Em 2018, os 10% mais ricos do
país ganhavam 8,6 vezes o rendimento dos 10% mais pobres. A desigualdade é
enorme, mas é o registo mais baixo de sempre no INE. Sucede que estes dados
escondem outras injustiças. Porque no topo dos 10% mais ricos há quem ganhe,
por mês, o que um trabalhador com o salário mínimo não leva para casa em três
anos de trabalho. É o caso, por exemplo, do presidente do Novo Banco, que
recebe 400 mil euros por ano.
As causas das desigualdades são
muitas. Para a maioria, o contexto social e familiar significa falta de
oportunidades e uma vida presa ao salário mínimo ou pouco mais. Para muitos
jovens licenciados, mil euros é o salário mais frequente, num país em que o
salário médio mais alto de sempre, registado em 2019, foi de 1276 euros
(bruto).
Combater os baixos salários e a
precariedade é uma forma eficaz de reduzir as desigualdades. A outra são os
impostos: quem ganha mais contribui mais, proporcionalmente, para os serviços
públicos que beneficiam todos. Assim, o presidente do Novo Banco paga 161 mil
euros de IRS ao ano (40% do seu rendimento), enquanto o trabalhador que recebe
o salário médio paga 2040 euros (12% do rendimento) 1*. A todos é dada, em
troca, a segurança de saber que terão acesso a cuidados de saúde, escola para
os filhos e apoio social em caso de necessidade. Parece pouco? Nos EUA, onde
não existe um SNS, as dívidas de saúde são a principal causa de falência
pessoal e a maior parte dos jovens estão enredados em empréstimo bancários para
pagar os estudos.
Não faltou na História quem
tentasse acabar com este modelo de Estado social que é a maior conquista dos
trabalhadores contra a selva social e a miséria do século XIX e início do
século XX. Não é por acaso que os serviços públicos são tão atacados por
figuras com Trump, que deu prioridade à redução dos impostos dos mais ricos.

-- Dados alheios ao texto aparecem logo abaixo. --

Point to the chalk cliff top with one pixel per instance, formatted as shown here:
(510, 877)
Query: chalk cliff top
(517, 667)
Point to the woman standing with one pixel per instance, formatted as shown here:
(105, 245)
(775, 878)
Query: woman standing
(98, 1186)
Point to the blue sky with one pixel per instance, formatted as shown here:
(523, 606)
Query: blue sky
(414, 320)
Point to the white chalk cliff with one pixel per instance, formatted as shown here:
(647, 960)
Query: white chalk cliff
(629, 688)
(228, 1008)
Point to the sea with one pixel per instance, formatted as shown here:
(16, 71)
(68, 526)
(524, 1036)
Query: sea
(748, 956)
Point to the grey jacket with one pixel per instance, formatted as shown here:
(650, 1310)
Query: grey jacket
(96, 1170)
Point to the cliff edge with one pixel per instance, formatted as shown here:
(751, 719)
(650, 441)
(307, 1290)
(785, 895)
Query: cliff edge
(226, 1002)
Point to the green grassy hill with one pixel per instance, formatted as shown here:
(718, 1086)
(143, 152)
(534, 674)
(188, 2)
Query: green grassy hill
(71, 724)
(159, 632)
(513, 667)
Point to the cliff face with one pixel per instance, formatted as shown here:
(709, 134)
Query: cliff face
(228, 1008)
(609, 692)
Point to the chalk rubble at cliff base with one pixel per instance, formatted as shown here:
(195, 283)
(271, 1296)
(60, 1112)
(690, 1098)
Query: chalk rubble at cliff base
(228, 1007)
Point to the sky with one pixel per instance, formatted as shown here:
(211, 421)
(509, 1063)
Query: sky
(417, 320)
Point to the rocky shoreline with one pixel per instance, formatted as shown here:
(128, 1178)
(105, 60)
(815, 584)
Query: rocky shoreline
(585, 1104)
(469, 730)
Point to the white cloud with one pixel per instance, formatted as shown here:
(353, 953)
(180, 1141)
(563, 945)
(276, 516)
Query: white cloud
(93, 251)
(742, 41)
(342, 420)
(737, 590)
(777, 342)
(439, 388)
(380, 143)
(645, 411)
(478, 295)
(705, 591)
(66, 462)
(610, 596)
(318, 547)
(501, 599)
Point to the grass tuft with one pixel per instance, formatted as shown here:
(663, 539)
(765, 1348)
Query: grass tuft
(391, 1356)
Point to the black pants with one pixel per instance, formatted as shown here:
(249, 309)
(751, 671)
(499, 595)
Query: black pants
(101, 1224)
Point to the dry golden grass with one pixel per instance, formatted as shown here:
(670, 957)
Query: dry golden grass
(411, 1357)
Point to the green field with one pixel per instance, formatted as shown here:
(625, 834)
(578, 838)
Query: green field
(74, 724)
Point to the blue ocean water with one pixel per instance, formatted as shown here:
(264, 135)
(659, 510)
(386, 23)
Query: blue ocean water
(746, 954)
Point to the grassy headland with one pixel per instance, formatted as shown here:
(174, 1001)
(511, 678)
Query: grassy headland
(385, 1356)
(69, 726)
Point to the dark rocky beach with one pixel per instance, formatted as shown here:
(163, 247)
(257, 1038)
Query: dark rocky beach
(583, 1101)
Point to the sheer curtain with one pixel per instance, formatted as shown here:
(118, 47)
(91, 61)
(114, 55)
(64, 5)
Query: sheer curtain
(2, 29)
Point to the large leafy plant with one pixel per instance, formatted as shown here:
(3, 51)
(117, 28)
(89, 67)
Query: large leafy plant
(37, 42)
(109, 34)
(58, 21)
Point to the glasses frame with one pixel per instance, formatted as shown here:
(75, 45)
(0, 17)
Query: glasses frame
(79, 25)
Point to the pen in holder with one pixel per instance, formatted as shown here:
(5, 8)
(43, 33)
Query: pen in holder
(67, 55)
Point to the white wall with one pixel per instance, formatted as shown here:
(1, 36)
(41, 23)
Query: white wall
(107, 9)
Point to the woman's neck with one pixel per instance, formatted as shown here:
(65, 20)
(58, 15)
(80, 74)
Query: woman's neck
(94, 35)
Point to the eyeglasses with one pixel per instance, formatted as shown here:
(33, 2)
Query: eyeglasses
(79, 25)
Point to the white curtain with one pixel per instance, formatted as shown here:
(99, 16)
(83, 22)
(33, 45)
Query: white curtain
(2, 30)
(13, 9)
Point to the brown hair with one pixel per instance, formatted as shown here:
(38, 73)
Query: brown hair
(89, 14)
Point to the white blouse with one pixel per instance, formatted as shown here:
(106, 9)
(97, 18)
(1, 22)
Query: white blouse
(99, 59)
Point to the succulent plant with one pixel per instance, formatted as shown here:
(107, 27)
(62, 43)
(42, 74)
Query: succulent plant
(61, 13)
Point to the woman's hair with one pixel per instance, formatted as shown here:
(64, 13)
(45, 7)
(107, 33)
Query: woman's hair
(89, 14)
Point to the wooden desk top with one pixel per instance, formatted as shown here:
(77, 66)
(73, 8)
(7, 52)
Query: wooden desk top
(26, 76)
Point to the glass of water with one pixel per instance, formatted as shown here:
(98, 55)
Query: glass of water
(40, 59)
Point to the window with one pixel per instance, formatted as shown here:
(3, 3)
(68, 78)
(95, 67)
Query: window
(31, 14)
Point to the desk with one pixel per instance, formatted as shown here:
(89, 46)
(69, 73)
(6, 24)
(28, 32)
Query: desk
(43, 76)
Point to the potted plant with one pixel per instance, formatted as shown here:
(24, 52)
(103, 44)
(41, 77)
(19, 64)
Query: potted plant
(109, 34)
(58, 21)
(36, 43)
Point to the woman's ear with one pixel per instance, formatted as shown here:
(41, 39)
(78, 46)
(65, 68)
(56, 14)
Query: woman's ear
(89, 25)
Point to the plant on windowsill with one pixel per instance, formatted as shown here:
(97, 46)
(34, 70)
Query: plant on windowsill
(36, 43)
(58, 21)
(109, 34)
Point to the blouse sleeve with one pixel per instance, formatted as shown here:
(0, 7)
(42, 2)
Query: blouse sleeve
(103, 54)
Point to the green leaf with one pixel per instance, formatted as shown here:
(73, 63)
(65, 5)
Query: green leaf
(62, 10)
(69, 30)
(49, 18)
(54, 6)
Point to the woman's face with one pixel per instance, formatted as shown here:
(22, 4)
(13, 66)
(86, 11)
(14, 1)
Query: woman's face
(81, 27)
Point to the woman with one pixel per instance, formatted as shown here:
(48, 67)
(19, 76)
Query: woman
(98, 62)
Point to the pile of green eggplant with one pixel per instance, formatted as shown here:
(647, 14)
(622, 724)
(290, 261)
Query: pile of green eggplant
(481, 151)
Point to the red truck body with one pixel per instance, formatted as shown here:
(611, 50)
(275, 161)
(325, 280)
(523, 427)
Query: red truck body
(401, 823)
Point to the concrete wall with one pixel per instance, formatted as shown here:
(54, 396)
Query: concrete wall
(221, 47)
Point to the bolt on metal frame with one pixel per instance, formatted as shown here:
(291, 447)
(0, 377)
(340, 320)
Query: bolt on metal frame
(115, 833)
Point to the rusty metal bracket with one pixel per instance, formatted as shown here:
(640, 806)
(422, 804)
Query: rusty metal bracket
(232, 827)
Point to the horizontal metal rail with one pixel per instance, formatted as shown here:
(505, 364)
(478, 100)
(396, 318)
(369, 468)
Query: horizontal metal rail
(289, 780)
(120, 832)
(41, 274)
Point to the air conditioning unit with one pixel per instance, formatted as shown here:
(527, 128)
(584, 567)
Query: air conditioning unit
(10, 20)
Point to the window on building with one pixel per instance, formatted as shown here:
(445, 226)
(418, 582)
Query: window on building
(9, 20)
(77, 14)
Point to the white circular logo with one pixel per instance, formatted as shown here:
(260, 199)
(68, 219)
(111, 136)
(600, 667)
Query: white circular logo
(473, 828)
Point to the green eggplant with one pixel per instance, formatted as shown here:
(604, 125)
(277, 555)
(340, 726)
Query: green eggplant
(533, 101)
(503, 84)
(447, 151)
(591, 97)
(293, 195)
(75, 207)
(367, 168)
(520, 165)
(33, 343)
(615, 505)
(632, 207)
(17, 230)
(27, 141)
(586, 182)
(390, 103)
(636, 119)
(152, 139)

Em Portugal, essa é também a
proposta do partido Chega, que defende uma taxa única de IRS. Com uma taxa
única de 15%, o presidente do Novo Banco pagaria muito menos de metade dos
impostos que hoje paga. Ventura beneficiaria de um desconto de 25% nos impostos
sobre o seu salário de deputado. Já o Estado perderia receitas essenciais à
Saúde e à Educação. Mas é mesmo esse o plano do Chega: no seu programa oficial
está o fim do SNS e a entrega das escolas aos privados. Para os mais ricos, que
poderiam pagar por estes serviços, isso não é um problema. Para o
"português comum", seria o empobrecimento imediato.
Agora, no Parlamento, o advogado
Ventura continua a defender os seus clientes de antes: ricos que não querem
pagar impostos.
1* Simulação simples para
casado com dois dependentes e 50% de deduções em educação e saúde.